The Brake Distance Tracking project is a research project to warn drivers when they follow other vehicles too closely. The project consists of four major components: vehicle distance measurement, traction detection, Android software and user interface. We measure the distance between vehicles with a SICK DMT-2 LiDAR sensor. Traction is calculated via a custom Arduino-based sensor module and the user interface is a slightly modified Retro Gauge (/projects/retro-gauge). Finally, the Android software is run on a Nexus tablet and implements OpenXC. The Android application uses data collected from the LiDAR, the sensor module and real-time vehicle data from OpenXC to determine the required braking distance for a safe stop. Should the driver follow too closely, the Retro Gauge changes color and needle position to warn the driver. The Brake Distance Tracking project was designed and implemented by 2013 summer intern Dario Yazdi at the Ford Silicon Valley Lab.

Sensor Closeup

Why warn drivers about following too closely? Many drivers do not have a good sense for the correct following distance and even if they knew the correct following distance, it is difficult to accurately judge the distance. What if it’s raining? How much more space should one allow? According to NHTSA data, 30% of all collisions are rear end collisions. Preventing even a small fraction of rear end collisions would therefore greatly improve road safety.
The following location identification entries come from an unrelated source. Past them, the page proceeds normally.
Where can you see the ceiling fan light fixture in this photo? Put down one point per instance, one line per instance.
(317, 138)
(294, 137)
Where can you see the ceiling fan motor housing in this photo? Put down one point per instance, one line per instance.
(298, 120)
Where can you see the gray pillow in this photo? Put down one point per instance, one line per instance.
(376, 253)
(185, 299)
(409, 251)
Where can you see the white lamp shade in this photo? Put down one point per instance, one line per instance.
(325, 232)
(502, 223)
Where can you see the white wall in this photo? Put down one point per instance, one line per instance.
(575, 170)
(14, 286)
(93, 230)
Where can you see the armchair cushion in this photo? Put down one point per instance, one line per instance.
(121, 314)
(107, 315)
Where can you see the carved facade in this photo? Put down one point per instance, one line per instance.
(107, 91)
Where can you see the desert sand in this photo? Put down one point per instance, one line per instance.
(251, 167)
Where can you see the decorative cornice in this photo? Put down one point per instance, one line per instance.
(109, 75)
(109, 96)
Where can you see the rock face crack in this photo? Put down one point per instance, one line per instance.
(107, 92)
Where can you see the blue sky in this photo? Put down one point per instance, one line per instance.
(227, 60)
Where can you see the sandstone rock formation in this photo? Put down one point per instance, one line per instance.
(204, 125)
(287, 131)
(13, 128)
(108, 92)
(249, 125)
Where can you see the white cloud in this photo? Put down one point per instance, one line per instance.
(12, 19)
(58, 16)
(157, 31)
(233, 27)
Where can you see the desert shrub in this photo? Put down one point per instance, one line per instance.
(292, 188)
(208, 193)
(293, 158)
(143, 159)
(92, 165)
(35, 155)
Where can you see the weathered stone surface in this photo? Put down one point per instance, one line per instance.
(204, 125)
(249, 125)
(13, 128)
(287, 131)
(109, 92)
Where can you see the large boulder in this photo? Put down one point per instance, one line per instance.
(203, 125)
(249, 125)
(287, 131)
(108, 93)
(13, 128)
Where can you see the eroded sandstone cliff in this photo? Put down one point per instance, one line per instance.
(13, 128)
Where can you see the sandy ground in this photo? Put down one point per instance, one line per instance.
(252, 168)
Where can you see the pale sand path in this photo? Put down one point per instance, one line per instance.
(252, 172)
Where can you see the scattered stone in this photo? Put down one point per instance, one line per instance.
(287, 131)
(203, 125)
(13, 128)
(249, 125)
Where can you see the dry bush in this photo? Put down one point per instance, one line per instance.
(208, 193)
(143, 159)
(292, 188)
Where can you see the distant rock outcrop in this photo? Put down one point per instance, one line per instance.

Beyond the potential for improving road safety, the sensor package designed for this project can be applied to a countless number of other projects. The traction detection scheme is fairly simple, but it too can be applied or expanded upon in useful ways for future projects.

Following Distance

The brakedist repository contains all of the files associated with the project. This includes CAD files, hole pattern templates, firmware, Android code, and various other files. Additionally there are several software libraries and datasheets that this project depends on. These are not included in the repository but are linked to in the relevant sections of this page. We will put the brakedist repository up soon.

We chose LiDAR to measure distance between vehicles for several reasons. First, we determined that a range between 30 and 60m was required to measure most brake distances at highway speeds. Though built-in sensors used for automatic cruise control (ACC) in many Ford vehicles may have fit this requirement, our prototype vehicle (a 2011 Mustang GT) did not have these sensors. Furthermore, following distance data from built-in sensors is not yet available through OpenXC. As a result, LiDAR was chosen over other vehicle tracking methods because units were commercially available and proved the easiest way to implement vehicle tracking on a car not already equipped with it. Alternatively, this project could be implemented with built-in ACC sensor data once it becomes available through OpenXC.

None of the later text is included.